Bits of the buffer.c based write_end implementations that don't know
about buffer_heads and can be reused by other implementations.

Signed-off-by: Christoph Hellwig <[email protected]>
---
fs/buffer.c | 67 +++++++++++++++++++++++++++++++----------------------------
fs/internal.h | 2 ++
2 files changed, 37 insertions(+), 32 deletions(-)

diff --git a/fs/buffer.c b/fs/buffer.c
index cabc045f483d..aba2a948b235 100644
--- a/fs/buffer.c
+++ b/fs/buffer.c
@@ -2076,6 +2076,40 @@ int block_write_begin(struct address_space *mapping, loff_t pos, unsigned len,
}
EXPORT_SYMBOL(block_write_begin);

+int __generic_write_end(struct inode *inode, loff_t pos, unsigned copied,
+ struct page *page)
+{
+ loff_t old_size = inode->i_size;
+ bool i_size_changed = false;
+
+ /*
+ * No need to use i_size_read() here, the i_size cannot change under us
+ * because we hold i_rwsem.
+ *
+ * But it's important to update i_size while still holding page lock:
+ * page writeout could otherwise come in and zero beyond i_size.
+ */
+ if (pos + copied > inode->i_size) {
+ i_size_write(inode, pos + copied);
+ i_size_changed = true;
+ }
+
+ unlock_page(page);
+ put_page(page);
+
+ if (old_size < pos)
+ pagecache_isize_extended(inode, old_size, pos);
+ /*
+ * Don't mark the inode dirty under page lock. First, it unnecessarily
+ * makes the holding time of page lock longer.

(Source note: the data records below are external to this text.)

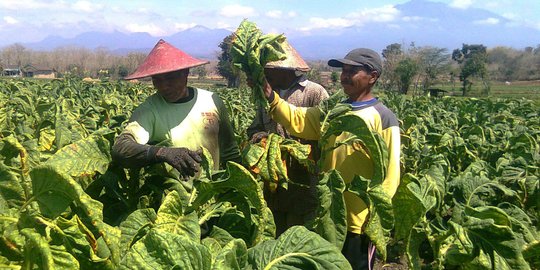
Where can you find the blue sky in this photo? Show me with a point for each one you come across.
(33, 20)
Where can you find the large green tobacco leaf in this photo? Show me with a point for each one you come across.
(489, 229)
(39, 252)
(532, 254)
(297, 248)
(172, 219)
(232, 256)
(268, 157)
(163, 250)
(331, 221)
(413, 199)
(359, 130)
(222, 236)
(13, 154)
(10, 187)
(240, 180)
(381, 215)
(83, 158)
(80, 242)
(53, 190)
(136, 225)
(522, 225)
(250, 52)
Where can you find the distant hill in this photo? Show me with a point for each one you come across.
(198, 41)
(423, 22)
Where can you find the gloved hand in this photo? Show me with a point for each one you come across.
(257, 137)
(183, 159)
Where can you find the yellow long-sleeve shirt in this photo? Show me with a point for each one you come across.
(348, 159)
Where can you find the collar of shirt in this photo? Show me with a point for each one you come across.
(361, 104)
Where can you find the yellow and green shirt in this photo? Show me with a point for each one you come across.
(348, 159)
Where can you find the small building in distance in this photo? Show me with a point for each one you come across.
(38, 72)
(11, 71)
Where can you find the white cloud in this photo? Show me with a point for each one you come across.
(237, 11)
(275, 14)
(183, 26)
(461, 4)
(151, 28)
(22, 5)
(387, 13)
(317, 22)
(488, 21)
(10, 20)
(86, 6)
(224, 25)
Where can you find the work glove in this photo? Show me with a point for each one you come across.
(182, 159)
(257, 137)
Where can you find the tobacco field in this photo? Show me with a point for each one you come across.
(469, 196)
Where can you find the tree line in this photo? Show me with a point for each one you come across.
(405, 67)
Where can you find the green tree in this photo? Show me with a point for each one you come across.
(225, 67)
(433, 62)
(405, 70)
(200, 71)
(472, 60)
(392, 54)
(123, 71)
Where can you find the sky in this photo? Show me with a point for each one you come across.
(33, 20)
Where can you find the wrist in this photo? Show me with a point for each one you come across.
(156, 153)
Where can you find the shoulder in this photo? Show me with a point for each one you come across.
(388, 118)
(315, 89)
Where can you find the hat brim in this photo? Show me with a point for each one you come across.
(144, 74)
(342, 61)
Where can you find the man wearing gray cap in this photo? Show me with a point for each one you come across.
(361, 69)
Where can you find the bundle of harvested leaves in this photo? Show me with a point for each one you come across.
(251, 50)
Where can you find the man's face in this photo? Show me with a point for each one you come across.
(357, 81)
(171, 86)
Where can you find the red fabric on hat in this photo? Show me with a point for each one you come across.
(164, 58)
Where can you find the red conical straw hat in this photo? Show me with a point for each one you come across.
(293, 60)
(164, 58)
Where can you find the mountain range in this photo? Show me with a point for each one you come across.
(423, 23)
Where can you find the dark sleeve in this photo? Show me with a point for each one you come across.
(257, 125)
(130, 154)
(228, 148)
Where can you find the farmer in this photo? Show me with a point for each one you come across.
(186, 118)
(360, 70)
(289, 79)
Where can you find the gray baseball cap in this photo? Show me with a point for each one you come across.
(359, 57)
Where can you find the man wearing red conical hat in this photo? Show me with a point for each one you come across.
(288, 76)
(183, 118)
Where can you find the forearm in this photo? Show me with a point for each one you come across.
(130, 154)
(300, 122)
(393, 175)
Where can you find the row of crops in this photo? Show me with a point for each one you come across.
(469, 197)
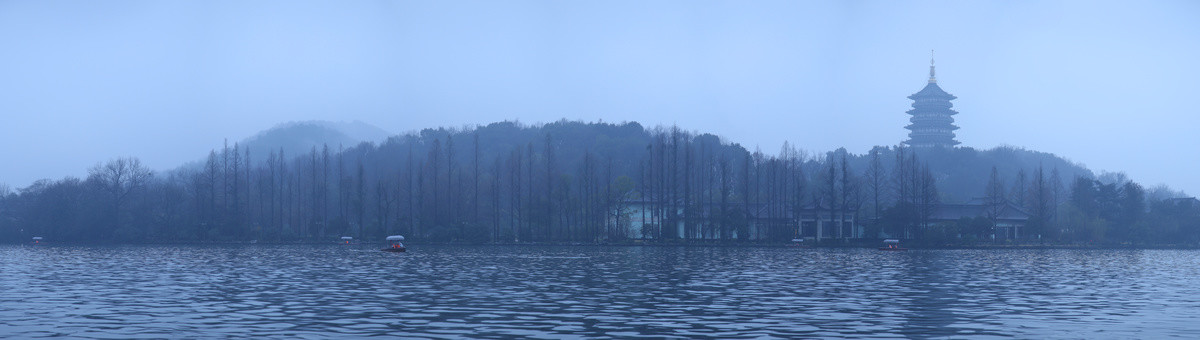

Second, it forces lock
+ * ordering of page lock and transaction start for journaling
+ * filesystems.
+ */
+ if (i_size_changed)
+ mark_inode_dirty(inode);
+ return copied;
+}
+
int block_write_end(struct file *file, struct address_space *mapping,
loff_t pos, unsigned len, unsigned copied,
struct page *page, void *fsdata)
@@ -2116,39 +2150,8 @@ int generic_write_end(struct file *file, struct address_space *mapping,
loff_t pos, unsigned len, unsigned copied,
struct page *page, void *fsdata)
{
- struct inode *inode = mapping->host;
- loff_t old_size = inode->i_size;
- int i_size_changed = 0;
-
copied = block_write_end(file, mapping, pos, len, copied, page, fsdata);
-
- /*
- * No need to use i_size_read() here, the i_size
- * cannot change under us because we hold i_mutex.
- *
- * But it's important to update i_size while still holding page lock:
- * page writeout could otherwise come in and zero beyond i_size.
- */
- if (pos+copied > inode->i_size) {
- i_size_write(inode, pos+copied);
- i_size_changed = 1;
- }
-
- unlock_page(page);
- put_page(page);
-
- if (old_size < pos)
- pagecache_isize_extended(inode, old_size, pos);
- /*
- * Don't mark the inode dirty under page lock. First, it unnecessarily
- * makes the holding time of page lock longer. Second, it forces lock
- * ordering of page lock and transaction start for journaling
- * filesystems.
- */
- if (i_size_changed)
- mark_inode_dirty(inode);
-
- return copied;
+ return __generic_write_end(mapping->host, pos, copied, page);
}
EXPORT_SYMBOL(generic_write_end);

diff --git a/fs/internal.h b/fs/internal.h
index 980d005b21b4..4a18bdbd2214 100644
--- a/fs/internal.h
+++ b/fs/internal.h
@@ -43,6 +43,8 @@ static inline int __sync_blockdev(struct block_device *bdev, int wait)
extern void guard_bio_eod(int rw, struct bio *bio);
extern int __block_write_begin_int(struct page *page, loff_t pos, unsigned len,
get_block_t *get_block, struct iomap *iomap);
+int __generic_write_end(struct inode *inode, loff_t pos, unsigned copied,
+ struct page *page);

/*
* char_dev.c
--
2.14.2

2018-06-06 10:40:32

by Christoph Hellwig

[permalink] [raw]
Subject: [PATCH 5/6] iomap: generic inline data handling

From: Andreas Gruenbacher <[email protected]>

Add generic inline data handling by adding a pointer to the inline data
region to struct iomap. When handling a buffered IOMAP_INLINE write,
iomap_write_begin will copy the current inline data from the inline data
region into the page cache, and iomap_write_end will copy the changes in
the page cache back to the inline data region.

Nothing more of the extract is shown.